The study involved 72 people who sat in front of a white computer screen and were told to fixate on a small black cross in its center. The cross then disappeared and was replaced by a drawing of a face, but with eyes missing their pupils. Then, pupils appeared in the eyes, looking either left or right. Finally, a small, round target would appear either on the left or right side of the face drawing.

Dodd said the participants were told that the gaze cues in the study did not predict where the target would appear, so there was no reason for participants to attend to them. "But the nature of social interaction tends to make it very difficult to ignore the cues, even when they're meaningless," he said.

As soon as they saw the target, participants would tap the space bar on their keyboard, giving researchers information on their susceptibility to the "gaze cues." Each sequence, which lasted a few hundred milliseconds, was repeated hundreds of times.

Afterward, participants were surveyed on their beliefs on a range of political issues to establish their political ideology.

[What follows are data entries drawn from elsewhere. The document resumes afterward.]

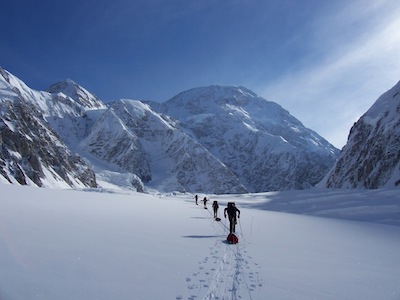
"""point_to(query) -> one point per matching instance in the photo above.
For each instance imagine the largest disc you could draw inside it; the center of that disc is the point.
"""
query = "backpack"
(232, 239)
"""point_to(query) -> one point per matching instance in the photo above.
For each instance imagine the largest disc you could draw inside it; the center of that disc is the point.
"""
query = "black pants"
(232, 224)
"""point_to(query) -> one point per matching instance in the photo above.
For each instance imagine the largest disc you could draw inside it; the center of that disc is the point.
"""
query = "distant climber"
(215, 208)
(231, 210)
(205, 202)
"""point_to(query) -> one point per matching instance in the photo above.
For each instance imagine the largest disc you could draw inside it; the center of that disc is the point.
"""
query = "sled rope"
(238, 259)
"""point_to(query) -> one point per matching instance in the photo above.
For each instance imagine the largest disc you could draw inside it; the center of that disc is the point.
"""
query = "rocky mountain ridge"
(211, 140)
(371, 157)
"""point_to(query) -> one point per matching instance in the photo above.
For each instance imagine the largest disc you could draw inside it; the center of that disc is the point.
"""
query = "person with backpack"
(231, 211)
(215, 208)
(205, 202)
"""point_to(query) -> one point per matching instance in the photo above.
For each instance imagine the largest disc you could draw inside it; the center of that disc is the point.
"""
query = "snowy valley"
(116, 218)
(114, 244)
(212, 139)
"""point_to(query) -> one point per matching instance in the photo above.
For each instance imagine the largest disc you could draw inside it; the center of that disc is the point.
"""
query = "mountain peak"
(79, 94)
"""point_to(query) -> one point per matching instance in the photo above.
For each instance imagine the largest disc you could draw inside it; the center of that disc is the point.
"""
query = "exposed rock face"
(266, 147)
(212, 140)
(371, 157)
(30, 150)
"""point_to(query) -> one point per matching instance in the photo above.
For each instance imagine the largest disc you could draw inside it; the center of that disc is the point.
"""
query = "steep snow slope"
(266, 147)
(137, 140)
(30, 150)
(371, 157)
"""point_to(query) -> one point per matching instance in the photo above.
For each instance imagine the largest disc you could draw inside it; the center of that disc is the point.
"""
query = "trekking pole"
(241, 230)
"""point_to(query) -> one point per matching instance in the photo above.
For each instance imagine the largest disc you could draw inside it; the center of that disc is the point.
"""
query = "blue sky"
(326, 62)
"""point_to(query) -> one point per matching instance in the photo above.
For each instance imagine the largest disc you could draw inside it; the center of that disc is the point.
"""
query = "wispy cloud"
(360, 61)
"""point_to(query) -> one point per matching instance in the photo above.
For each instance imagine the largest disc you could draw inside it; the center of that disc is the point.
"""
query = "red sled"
(232, 238)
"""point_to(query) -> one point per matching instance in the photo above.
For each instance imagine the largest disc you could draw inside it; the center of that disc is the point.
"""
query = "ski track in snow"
(227, 272)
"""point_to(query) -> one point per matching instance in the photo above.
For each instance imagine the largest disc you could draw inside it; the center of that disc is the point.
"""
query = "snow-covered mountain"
(31, 152)
(266, 147)
(371, 157)
(212, 140)
(131, 136)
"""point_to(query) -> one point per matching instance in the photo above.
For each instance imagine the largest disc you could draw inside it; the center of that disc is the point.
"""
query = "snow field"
(103, 244)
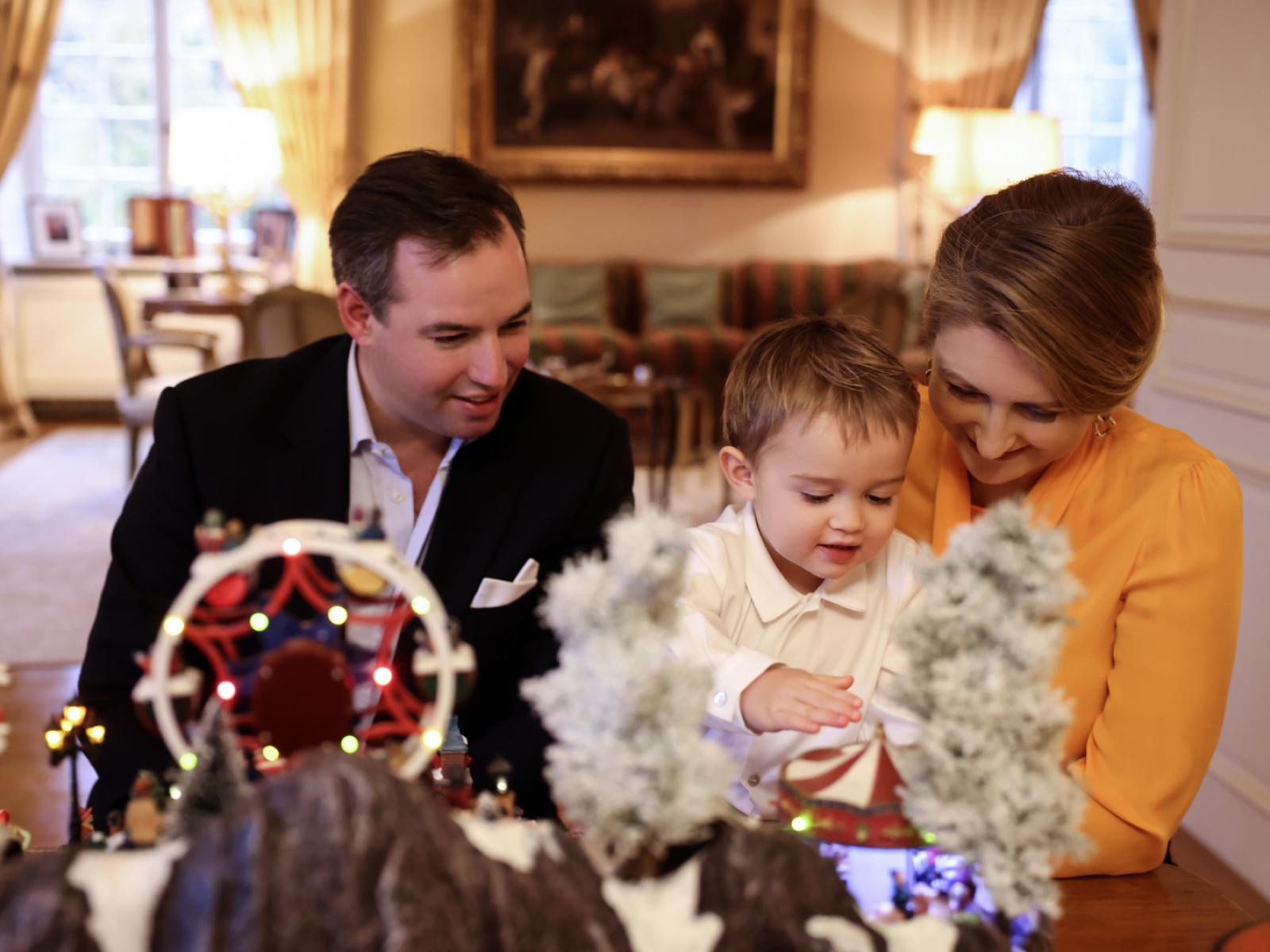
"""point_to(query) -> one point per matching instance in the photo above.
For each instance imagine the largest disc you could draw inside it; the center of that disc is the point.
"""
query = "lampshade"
(977, 152)
(229, 152)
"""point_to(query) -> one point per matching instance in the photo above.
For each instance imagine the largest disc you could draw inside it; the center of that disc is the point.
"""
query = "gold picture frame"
(698, 92)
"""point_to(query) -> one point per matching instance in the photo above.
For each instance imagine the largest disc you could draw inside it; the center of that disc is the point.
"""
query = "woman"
(1043, 314)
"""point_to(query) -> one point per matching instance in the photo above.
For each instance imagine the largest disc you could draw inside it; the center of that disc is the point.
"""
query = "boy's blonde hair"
(800, 367)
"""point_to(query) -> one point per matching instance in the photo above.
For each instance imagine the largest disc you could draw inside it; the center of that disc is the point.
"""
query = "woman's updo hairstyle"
(1064, 267)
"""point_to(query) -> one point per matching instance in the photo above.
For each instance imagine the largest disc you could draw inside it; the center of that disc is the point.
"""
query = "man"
(422, 412)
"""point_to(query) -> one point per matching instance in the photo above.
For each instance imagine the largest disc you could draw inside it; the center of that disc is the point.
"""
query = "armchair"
(137, 397)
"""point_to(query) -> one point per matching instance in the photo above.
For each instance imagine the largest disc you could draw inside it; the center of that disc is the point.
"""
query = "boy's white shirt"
(740, 616)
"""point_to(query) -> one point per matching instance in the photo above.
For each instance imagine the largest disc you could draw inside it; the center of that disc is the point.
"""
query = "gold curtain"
(971, 52)
(292, 57)
(1149, 36)
(25, 35)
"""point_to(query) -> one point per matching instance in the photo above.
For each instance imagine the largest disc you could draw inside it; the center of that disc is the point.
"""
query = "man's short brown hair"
(802, 367)
(444, 201)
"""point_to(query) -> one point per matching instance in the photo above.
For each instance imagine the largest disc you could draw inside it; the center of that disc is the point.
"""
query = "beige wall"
(1212, 205)
(404, 95)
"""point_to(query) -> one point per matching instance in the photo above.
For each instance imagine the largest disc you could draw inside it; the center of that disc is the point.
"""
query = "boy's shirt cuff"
(732, 677)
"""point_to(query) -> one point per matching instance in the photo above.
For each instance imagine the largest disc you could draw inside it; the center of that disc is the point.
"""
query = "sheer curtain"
(292, 57)
(25, 35)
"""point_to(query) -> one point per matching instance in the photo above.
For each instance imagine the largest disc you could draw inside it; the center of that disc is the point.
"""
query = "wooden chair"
(137, 397)
(283, 319)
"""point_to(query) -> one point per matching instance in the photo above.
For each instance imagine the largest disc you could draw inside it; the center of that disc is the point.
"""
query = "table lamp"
(225, 156)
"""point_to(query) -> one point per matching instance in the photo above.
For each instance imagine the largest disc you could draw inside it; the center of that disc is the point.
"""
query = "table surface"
(1165, 911)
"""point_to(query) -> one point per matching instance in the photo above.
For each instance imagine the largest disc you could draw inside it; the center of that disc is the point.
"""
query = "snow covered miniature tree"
(217, 780)
(984, 776)
(629, 766)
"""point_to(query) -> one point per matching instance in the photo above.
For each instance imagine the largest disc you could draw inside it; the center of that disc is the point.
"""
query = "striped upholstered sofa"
(691, 321)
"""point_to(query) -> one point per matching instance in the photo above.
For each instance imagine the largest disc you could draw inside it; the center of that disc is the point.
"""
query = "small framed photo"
(273, 234)
(56, 228)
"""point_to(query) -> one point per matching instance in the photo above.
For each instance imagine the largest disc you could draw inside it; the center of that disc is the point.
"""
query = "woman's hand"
(791, 698)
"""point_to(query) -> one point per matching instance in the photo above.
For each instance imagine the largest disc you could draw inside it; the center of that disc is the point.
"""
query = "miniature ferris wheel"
(298, 626)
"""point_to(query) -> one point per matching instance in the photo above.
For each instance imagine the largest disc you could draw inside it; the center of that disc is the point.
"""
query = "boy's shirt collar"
(772, 594)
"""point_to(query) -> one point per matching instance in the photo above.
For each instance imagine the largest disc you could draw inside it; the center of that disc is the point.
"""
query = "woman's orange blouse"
(1157, 543)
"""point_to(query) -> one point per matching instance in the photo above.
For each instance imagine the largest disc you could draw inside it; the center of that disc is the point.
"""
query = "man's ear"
(355, 314)
(738, 471)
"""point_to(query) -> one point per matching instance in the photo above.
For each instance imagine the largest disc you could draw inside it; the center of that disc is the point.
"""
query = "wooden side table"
(660, 401)
(194, 301)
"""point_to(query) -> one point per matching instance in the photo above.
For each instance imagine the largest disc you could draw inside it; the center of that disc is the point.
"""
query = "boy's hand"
(789, 698)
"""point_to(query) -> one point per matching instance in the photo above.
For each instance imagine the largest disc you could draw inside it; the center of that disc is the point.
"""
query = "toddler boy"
(791, 598)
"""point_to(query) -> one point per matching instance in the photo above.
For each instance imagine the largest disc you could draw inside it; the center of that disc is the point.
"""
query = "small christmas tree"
(630, 766)
(217, 780)
(984, 776)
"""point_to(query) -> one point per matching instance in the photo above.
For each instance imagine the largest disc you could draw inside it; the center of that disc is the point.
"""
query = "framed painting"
(56, 228)
(702, 92)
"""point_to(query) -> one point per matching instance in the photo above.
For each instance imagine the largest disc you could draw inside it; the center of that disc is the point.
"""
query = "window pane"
(1064, 99)
(69, 143)
(1111, 44)
(69, 80)
(130, 82)
(201, 83)
(1104, 152)
(190, 25)
(133, 143)
(1109, 101)
(76, 21)
(125, 22)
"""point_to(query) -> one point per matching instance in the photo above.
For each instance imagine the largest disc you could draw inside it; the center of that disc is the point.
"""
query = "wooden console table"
(194, 301)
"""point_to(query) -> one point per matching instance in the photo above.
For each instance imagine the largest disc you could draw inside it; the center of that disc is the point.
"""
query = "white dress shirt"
(740, 616)
(376, 480)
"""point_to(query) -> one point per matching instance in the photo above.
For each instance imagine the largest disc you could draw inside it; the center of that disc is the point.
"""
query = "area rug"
(59, 501)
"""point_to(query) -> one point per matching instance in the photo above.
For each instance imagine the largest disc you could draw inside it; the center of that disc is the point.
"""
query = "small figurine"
(450, 774)
(14, 841)
(501, 777)
(901, 896)
(144, 816)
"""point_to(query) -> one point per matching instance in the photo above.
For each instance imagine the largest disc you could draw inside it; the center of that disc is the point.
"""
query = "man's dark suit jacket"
(264, 441)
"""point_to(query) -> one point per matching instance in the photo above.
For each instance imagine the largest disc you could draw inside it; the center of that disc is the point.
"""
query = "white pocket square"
(495, 593)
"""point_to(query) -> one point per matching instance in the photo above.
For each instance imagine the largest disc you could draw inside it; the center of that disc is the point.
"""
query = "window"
(1087, 71)
(116, 73)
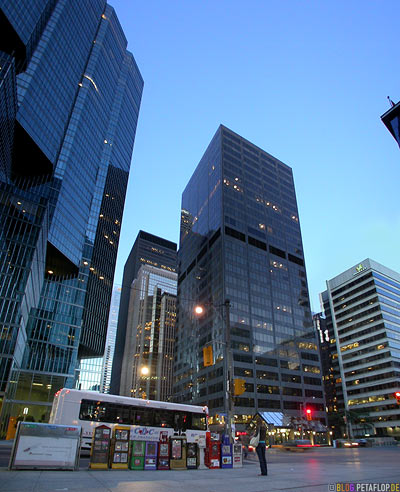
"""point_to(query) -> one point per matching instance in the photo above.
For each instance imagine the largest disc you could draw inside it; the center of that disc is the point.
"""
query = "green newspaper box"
(137, 455)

In addition to shedding light on the differences between the two political camps, researchers said the results add to growing indications that suggest biology plays a role determining one's political direction. Previous UNL research has delved into the physiology of political orientation, showing that those highly responsive to threatening images are likely to support defense spending, capital punishment, patriotism and the Iraq War.

Traditionally, political scientists have accounted for political differences purely in terms of environmental forces, but this study shows the potential role of cognitive biases -- wherever they may come from -- as a relevant area of future research.

"Getting things done in politics typically depends on competing viewpoints finding common ground," Smith said. "Our research is suggesting that's a lot tougher than it sounds, because the same piece of ground can look very different depending on which ideological hill you view it from."

The study, funded in part by the National Science Foundation, is in a forthcoming edition of the journal Attention, Perception & Psychophysics and is authored by UNL's Dodd, Smith and John R. Hibbing.